L’équilibre budgétaire observé à fin avril reste mince. L’écart entre les recettes et les dépenses n’atteint que 38,4 milliards CDF, soit une marge limitée au regard du volume global des opérations de trésorerie. Cette situation montre que l’État a réussi à couvrir ses décaissements sur la période, mais sans disposer d’un espace financier réellement confortable.

La principale source de mobilisation reste la Direction générale des impôts. La DGI a encaissé 3 119,7 milliards CDF, soit près de 72 % des recettes publiques enregistrées. Ce poids confirme la place centrale des impôts directs et indirects dans le financement du budget de l’État, devant les recettes douanières et la parafiscalité.

La DGDA a mobilisé 655,8 milliards CDF au titre des droits de douane et accises, tandis que la DGRAD a généré 566,6 milliards CDF à travers les recettes administratives, judiciaires, domaniales et de participations.

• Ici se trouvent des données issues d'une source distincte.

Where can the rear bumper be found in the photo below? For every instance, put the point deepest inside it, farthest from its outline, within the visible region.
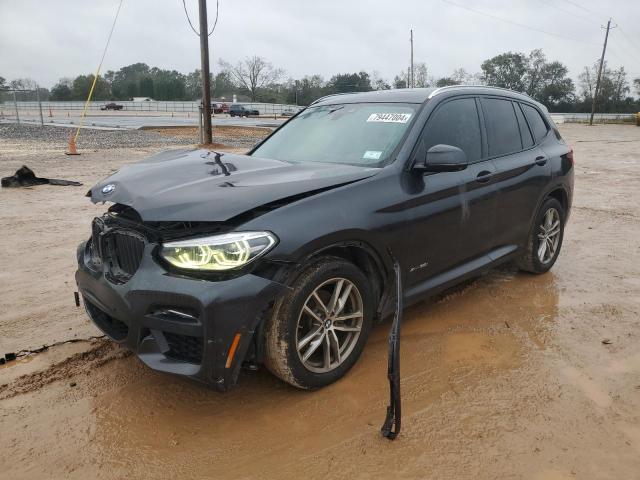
(175, 324)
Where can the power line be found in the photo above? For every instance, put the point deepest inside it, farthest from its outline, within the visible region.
(184, 5)
(518, 24)
(582, 7)
(95, 78)
(635, 45)
(573, 14)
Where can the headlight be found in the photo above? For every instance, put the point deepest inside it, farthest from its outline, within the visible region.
(218, 252)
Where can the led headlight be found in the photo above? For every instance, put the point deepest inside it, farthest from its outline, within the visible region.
(218, 252)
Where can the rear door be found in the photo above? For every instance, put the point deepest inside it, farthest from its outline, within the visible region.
(522, 167)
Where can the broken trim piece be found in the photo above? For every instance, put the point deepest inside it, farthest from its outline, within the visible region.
(391, 427)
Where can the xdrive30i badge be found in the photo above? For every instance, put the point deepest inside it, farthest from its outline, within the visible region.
(108, 189)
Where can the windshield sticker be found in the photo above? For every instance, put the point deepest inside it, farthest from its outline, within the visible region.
(372, 155)
(389, 117)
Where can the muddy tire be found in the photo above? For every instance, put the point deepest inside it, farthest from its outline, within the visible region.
(317, 331)
(545, 239)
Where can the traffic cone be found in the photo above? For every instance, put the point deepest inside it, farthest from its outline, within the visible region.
(72, 146)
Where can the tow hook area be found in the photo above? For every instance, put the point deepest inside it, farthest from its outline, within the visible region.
(391, 426)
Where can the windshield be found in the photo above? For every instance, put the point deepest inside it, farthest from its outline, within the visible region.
(363, 134)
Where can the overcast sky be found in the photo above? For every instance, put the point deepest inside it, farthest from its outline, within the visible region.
(47, 40)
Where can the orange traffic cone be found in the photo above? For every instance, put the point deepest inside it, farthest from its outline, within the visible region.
(72, 146)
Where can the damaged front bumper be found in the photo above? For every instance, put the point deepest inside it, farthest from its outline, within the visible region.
(196, 328)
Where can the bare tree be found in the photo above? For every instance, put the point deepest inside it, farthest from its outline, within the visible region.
(252, 74)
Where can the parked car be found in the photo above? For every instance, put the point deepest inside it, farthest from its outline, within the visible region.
(219, 108)
(241, 111)
(284, 257)
(111, 106)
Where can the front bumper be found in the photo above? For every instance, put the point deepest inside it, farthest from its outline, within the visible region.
(177, 324)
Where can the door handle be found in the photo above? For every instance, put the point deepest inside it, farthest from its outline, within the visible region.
(484, 176)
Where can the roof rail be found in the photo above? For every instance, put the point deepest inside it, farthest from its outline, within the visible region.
(330, 95)
(449, 87)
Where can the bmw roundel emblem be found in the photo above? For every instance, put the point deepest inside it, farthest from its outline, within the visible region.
(109, 188)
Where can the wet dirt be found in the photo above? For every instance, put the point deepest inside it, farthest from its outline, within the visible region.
(504, 377)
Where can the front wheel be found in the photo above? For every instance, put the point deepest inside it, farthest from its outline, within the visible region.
(317, 331)
(545, 240)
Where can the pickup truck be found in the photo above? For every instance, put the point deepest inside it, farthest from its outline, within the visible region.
(241, 111)
(111, 106)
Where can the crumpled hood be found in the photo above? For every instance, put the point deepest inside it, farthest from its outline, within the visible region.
(189, 185)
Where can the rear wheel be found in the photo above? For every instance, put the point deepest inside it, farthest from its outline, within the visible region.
(545, 239)
(318, 330)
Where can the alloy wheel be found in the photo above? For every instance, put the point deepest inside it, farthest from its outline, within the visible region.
(329, 325)
(549, 236)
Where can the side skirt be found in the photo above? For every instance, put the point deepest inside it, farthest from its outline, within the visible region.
(437, 284)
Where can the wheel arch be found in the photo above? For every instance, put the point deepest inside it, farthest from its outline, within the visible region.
(363, 256)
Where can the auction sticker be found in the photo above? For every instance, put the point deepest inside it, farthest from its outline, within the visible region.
(372, 155)
(389, 117)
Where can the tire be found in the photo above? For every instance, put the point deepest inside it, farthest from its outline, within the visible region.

Ensemble, ces deux régies ont apporté un peu plus de 1 222 milliards CDF, un niveau inférieur à celui de la seule DGI.

Les salaires absorbent plus de 43 % des dépenses

Du côté des dépenses, la rémunération des agents et fonctionnaires publics reste le premier poste de décaissement. Les salaires ont représenté 1 861,3 milliards CDF, soit plus de 43 % des dépenses exécutées à fin avril. Ce niveau montre le poids structurel de la masse salariale dans les finances publiques congolaises.

Les frais financiers se sont établis à 19,5 milliards CDF, un montant faible comparé aux autres charges de l’État. Cette ligne concerne notamment les coûts liés au service de la dette et aux engagements financiers. Son niveau limité n’efface pas le défi principal : la capacité de l’État à préserver l’équilibre de trésorerie lorsque les dépenses courantes restent élevées.

Le plan de trésorerie de l’État prévoyait pour avril 4 462,7 milliards CDF de recettes. Les encaissements réalisés, à 4 342,1 milliards CDF, sont donc restés proches de l’objectif, avec un écart d’environ 120,6 milliards CDF. Les dépenses, elles, étaient projetées à 3 592,1 milliards CDF, alors que l’exécution a atteint 4 303,7 milliards CDF, soit un dépassement d’environ 711,6 milliards CDF.

Cette lecture nuance l’apparence d’un équilibre budgétaire. Les recettes ont bien dépassé les dépenses, mais les décaissements ont progressé plus vite que prévu. Pour le Trésor public, l’enjeu reste donc de maintenir la mobilisation fiscale tout en contenant les charges récurrentes, surtout les salaires, afin d’éviter que les besoins de financement ne se reconstituent dans les prochains mois.